Sometimes, I hate my garden. When the deer eat the baby cucumbers, when something digs up my whole crop of elephant garlic and spreads the cloves willy-nilly along the path, when it’s too hot, too wet, too cold, too dry, too buggy.
Other days–admittedly fewer in number–I love my garden. Today, the temperature is just right, there are no bugs yet, and in cleaning up for soil preparation, I dug up a dozen sweet potatoes I’d forgotten I’d planted. I might have remembered–if the deer hadn’t eaten all the leaves to tell me they were there. So, sweet potatoes for dinner tonight!

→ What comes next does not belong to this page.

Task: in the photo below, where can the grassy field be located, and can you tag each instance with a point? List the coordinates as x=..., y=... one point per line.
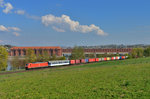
x=113, y=79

The onions are doing well, the garlic is still buried, the turnips are slowly coming along, the broccoli heads are small, and the cabbage…is cabbagey. By the time the weather gets warm enough to plant the spring seedlings that currently live in the sunshine on my dining room table, the others will need to come out to make room.
I’m trying flowers this year too–so into the ground today went freesias, gladiolas, lilies, and a single amaryllis. All pinks and reds.
Seedlings are spinach, sweet peas, morning glories, tomatoes, cucumbers, sunflowers, peppers, zucchini, and … something else I don’t remember. Last year, the squirrels got all my tomatoes and melons–I suspect because I put the birdfeeder above the deck and the seeds attracted the squirrels. The deer got the blueberries and the climbing hydrangea, but I’m hopeful they made it through the winter, and soon I’ll start spraying Deer Off on them again. I’ve also got Concord and muscadine grapes, if they made it through the winter.
Gardening is an iffy thing for a lazy and haphazard gardener like me. I’ve stopped taking it personally when something doesn’t grow, figuring it just wasn’t meant to grow in this sandy coastal soil. When something does grow, and grow well, I think I’ll just plant more of it. That might lead to a garden full of sweet potatoes…and I can think of worse things!